The television spits out cheap, garbling falsehoods that bark like the stupid mutt at the corner of the rug. The incessant noise, but it’s good, because it covers up less favorable sounds and drowns out Peter’s thoughts.

He fingers the curling edge of the microwave instant meal laying on the end table, illuminated by a dingy table lamp as its pull-cord dangles like an incriminating noose. The curtains are drawn. It’s still loud and that’s good, or else the neighbors would hear what’s going on.

Peter yells at the dog and it whimpers quiet. Peter’s eyes accidentally stray to the other edge of the carpet…

He curses and looks away, dropping the ugly object in his left hand. Cold and dark is how it looks and cold and dark is how it sounds as it clatters on the linoleum.

Peter shakily steps over the form of his late wife and stumbles into the bathroom.

. . . . . . . . . . . . . . . . . . . . . . . . . . . . . . . . . . .

Commentary: This is one of my later ficlets. I decided to post it if only for N555Champ's comment:

obvliously, his wife is sleeping on the floor, and she is LATE to work.
The “less favorable sounds” are the sounds of Peter’s son’s emo metal garage band attempting to make some sort of devil worship song material.
The “ugly object” is a wire sculpture his daughter made in art class.

Case solved. I win.


3/06/2009

Thank You For Choosing Bales Industries

"Sound easy enough?" Dr. Norris said, ubiquitous smile creasing his magazine-cover face behind thick steel-rimmed glasses.

Jane and Robert nodded, folded hands on Jane's protruding belly.

"All righty, then. I'll leave you two to decide." Dr. Norris stood up, still grinning, and left the room.

The couple exchanged glances a little nervously. Robert sighed and raised his hand, tapping the "Male" button, eyes flicking across the screen as another clean, neutral interface slid up. The top said "Hair."

Robert exhaled. "Well…our given genotypes allow for brown or blond. What do you think?"
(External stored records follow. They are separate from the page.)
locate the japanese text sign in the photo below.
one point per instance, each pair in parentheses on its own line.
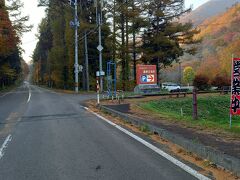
(235,88)
(146,74)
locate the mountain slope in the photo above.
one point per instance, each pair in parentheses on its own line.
(207,10)
(221,39)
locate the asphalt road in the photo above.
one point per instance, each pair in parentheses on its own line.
(52,137)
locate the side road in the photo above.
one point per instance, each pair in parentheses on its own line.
(213,153)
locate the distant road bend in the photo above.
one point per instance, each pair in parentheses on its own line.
(49,136)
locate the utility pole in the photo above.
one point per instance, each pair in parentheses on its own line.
(86,62)
(100,48)
(75,24)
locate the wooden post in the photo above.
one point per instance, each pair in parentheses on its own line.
(195,112)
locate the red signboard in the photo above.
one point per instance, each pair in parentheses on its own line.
(146,74)
(235,87)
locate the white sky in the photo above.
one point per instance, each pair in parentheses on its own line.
(37,13)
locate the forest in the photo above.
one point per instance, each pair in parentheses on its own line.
(133,32)
(12,26)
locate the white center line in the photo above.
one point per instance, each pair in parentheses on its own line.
(4,145)
(155,149)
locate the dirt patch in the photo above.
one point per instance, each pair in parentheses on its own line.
(207,168)
(226,142)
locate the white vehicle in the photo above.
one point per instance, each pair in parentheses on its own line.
(170,86)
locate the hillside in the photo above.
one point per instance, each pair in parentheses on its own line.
(220,39)
(207,10)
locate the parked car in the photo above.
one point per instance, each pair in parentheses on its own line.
(147,89)
(170,86)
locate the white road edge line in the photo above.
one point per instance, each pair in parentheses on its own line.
(154,148)
(29,95)
(4,145)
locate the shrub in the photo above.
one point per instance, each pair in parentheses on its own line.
(220,81)
(201,82)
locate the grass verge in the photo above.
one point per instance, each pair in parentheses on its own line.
(213,111)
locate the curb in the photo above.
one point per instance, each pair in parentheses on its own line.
(221,159)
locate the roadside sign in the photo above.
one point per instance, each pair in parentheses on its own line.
(100,74)
(99,48)
(146,74)
(235,87)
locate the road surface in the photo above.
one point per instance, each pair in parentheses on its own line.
(46,135)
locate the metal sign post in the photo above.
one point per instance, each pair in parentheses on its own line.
(112,79)
(195,113)
(75,24)
(98,95)
(235,89)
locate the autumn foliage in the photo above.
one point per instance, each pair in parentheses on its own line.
(221,40)
(201,82)
(9,54)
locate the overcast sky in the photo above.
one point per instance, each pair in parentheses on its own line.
(36,14)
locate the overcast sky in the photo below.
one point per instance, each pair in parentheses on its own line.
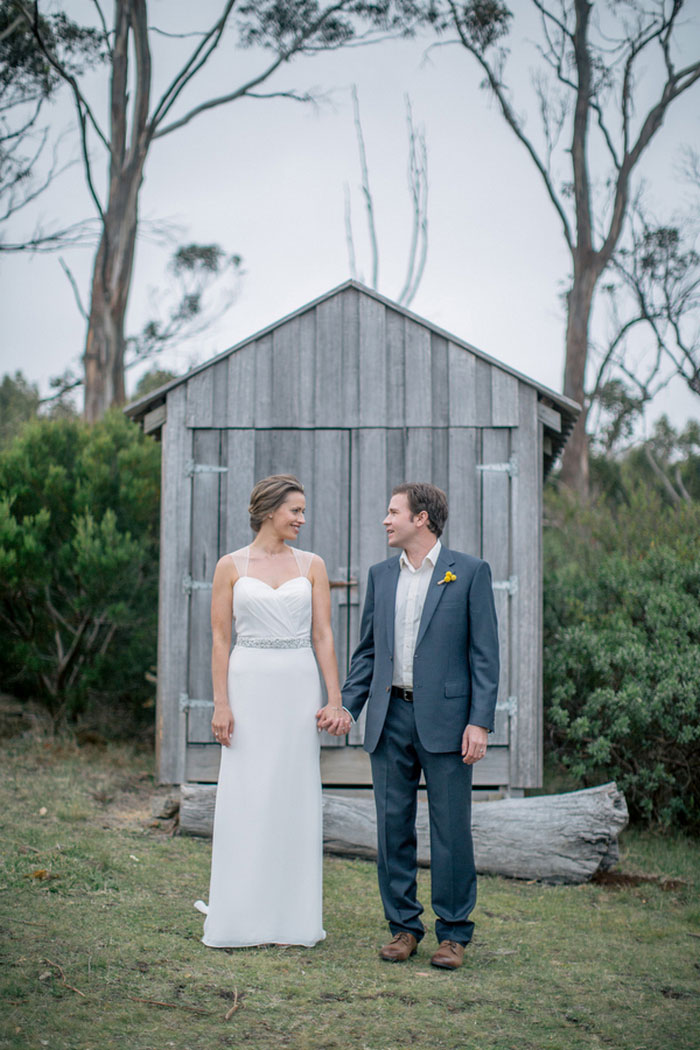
(266,180)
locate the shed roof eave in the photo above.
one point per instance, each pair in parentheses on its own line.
(570,410)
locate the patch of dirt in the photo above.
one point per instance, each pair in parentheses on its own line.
(622,880)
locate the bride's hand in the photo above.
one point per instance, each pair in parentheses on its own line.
(221,726)
(334,719)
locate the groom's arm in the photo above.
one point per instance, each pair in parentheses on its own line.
(484,662)
(356,689)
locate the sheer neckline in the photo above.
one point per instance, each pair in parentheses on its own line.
(270,586)
(302,560)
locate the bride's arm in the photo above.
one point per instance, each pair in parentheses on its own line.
(333,717)
(221,622)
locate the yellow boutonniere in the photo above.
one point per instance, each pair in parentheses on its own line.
(447,579)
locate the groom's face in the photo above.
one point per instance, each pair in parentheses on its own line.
(400,524)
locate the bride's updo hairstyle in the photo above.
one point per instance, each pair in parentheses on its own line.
(270,494)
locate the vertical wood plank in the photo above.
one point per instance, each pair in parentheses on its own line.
(527,749)
(263,372)
(440,380)
(236,486)
(484,413)
(373,362)
(204,554)
(419,376)
(368,499)
(419,454)
(351,358)
(329,512)
(330,399)
(462,386)
(242,392)
(306,368)
(396,462)
(396,369)
(504,398)
(496,550)
(464,490)
(200,398)
(285,366)
(219,372)
(175,520)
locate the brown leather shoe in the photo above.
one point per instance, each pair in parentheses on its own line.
(400,947)
(448,956)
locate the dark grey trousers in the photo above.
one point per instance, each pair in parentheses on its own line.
(396,768)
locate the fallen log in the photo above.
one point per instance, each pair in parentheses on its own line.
(553,838)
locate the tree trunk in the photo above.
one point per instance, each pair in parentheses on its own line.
(574,461)
(111,280)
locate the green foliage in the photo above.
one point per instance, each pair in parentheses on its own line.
(667,463)
(621,648)
(79,519)
(19,401)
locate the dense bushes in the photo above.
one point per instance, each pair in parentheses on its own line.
(79,530)
(622,649)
Jane paused. "Your brown hair. I want him to look like you."

Robert smiled, blushed a little, and tapped "Brown." Next screen.

"Eyes?"

"Oh…something striking. Maybe hazel with flecks of gold," Jane said, more excited now. "And as for the height, make him a good five-seven by adolescence."

An hour and eighteen screens later (the last cheerfully said, "Thank you for choosing Bales Industries BabyBuilder™"), Dr. Norris bounced back in. His eyes gleamed.

"Looks like you two have a beautiful baby boy made up. I'll download your input and implant it in Jane within the month. You can make an appointment at the front desk." He ushered them out, and then fell into his chair, rubbing his eyes. "Nice couple."

. . . . . . . . . . . . . . . . . . . . . . . . . . . . . . . . .

Commentary: I recently heard about a new technology that let you have "designer babies." As Charles Gibson said, "Would anyone do that?" This explores that concept. Also, we're covering genes and heredity in Science right now.